The newest ministry at Monastery Immaculate Conception in Ferdinand – the distribution of altar bread, or communion hosts, to parishes in the Louisville area – is about as appropriate as could be for a religious community.

 

The previous distributor, the Carmelite Monastery in Louisville, certainly knew that when they went looking for someone to take over the business when they realized they could no longer keep up with it themselves. Sister Carol Curtis asked the Ferdinand Benedictines if they were interested, and Sister Barbara Lynn Schmitz, prioress, agreed, saying, “What we were really excited about is (that) this is something our senior sisters can do. It’s a real community-building venture for our sisters, and a real way they help in ministry.”

 

Since last October, around 10-14 senior Sisters of St. Benedict, including some from the Hildegard Health Center, have been sorting and packaging the communion hosts, which are sent out from the Monastery Gift Shop. Sisters Mary Leah Baehl and Beata Mehling coordinate the sorting and packaging, while Angi Seffernick, co-director of Monastery Goods and Services, manages the business end.

                                     

For Sister Mary Leah, who recently returned to Ferdinand after ministering for the sisters’ monastery in Peru since 1977, it’s a perfect assignment. “I love it, I really do, because it brings me old memories when we sit around the table with the other sisters and we talk,” she says. “It’s fun. It isn’t work. It gives me something to do, and I feel like I’m helping somebody. I come here and I leave all my concerns behind. And it’s a family project, it’s not just mine or Sister Beata’s, it’s the community’s. That’s the reason I love it.”

 

Sister Beata points to the spiritual aspect of the ministry. “I think of all the people being able to receive Jesus, just because we’re providing it to them by sending hosts to their parishes. And I especially think of all the little children who are receiving Jesus at their first communion, and how we’re helping make that possible.

 

“I also feel that working with the hosts is enriching for us sisters, because we feel like we’re doing something worthwhile.”

 

Sister Mary Leah wants to create a prayer that the sisters can recite before they begin working on the altar bread. She wants to pray for the people who are going to receive communion, particularly for the ones not really prepared, and for those who are sick. “I want the sisters that are here to know that they’re working for a cause, and that it’s for the good of someone,” she says softly, passionately. “I don’t want us to just do it because it’s a job, but we’re doing it because someone is going to receive Jesus.”

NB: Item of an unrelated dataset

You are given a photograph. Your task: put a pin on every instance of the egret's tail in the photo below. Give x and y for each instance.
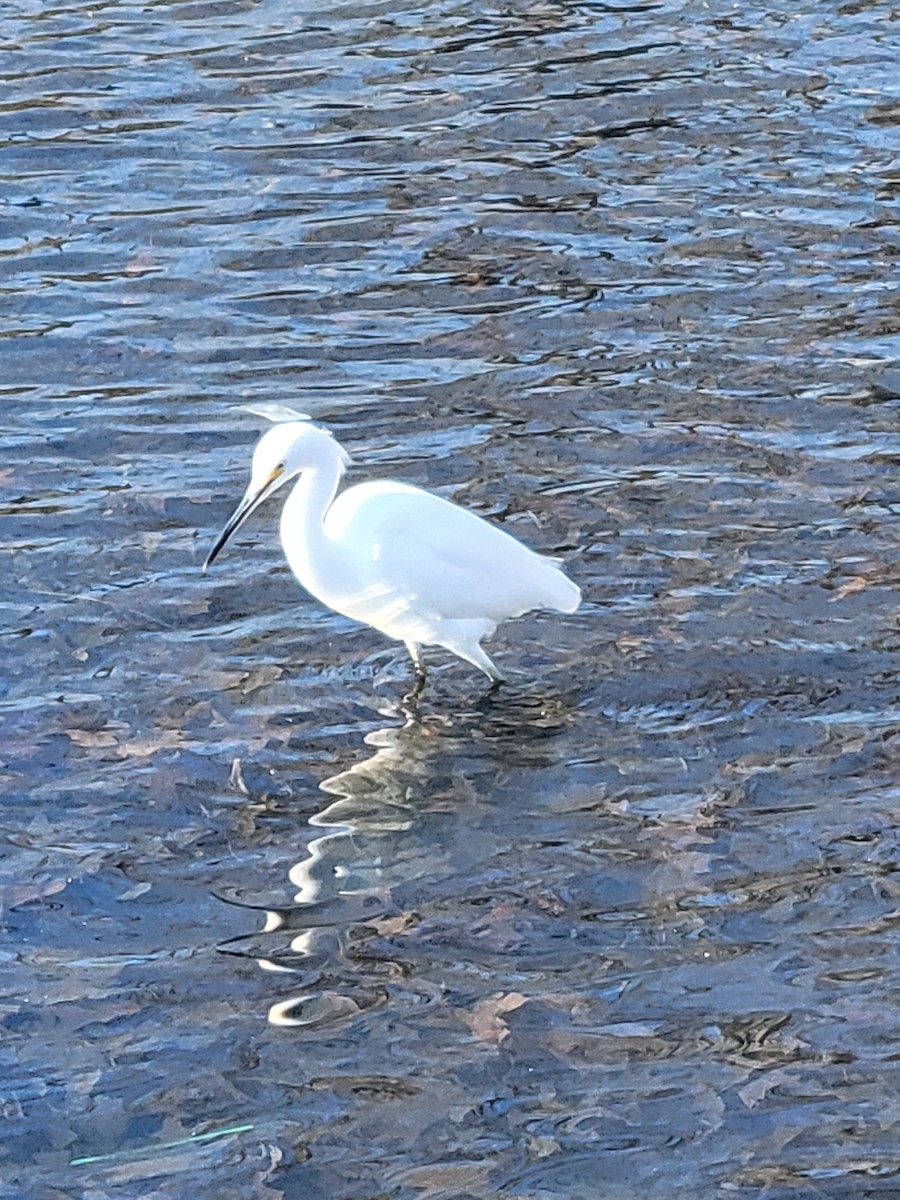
(562, 594)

Sisters Beata and Mary Leah were picked to coordinate the new ministry because they’ve managed other operations in their careers and have a gift for bringing other people on board and working with them. 

 

Sister Carol, who coordinated the distribution before it transferred to Ferdinand, traveled to the monastery to explain the operation to the sisters. “Working with the sisters those few days, it was a joy to see how ‘at home’ the altar bread work was among them,” she said. “They are quick learners, with good ideas on how to adapt it to their situation, such as getting gloves and hairnets from the kitchen to wear while handling hosts. We are grateful the work is being continued as a ministry and will help support a religious community.”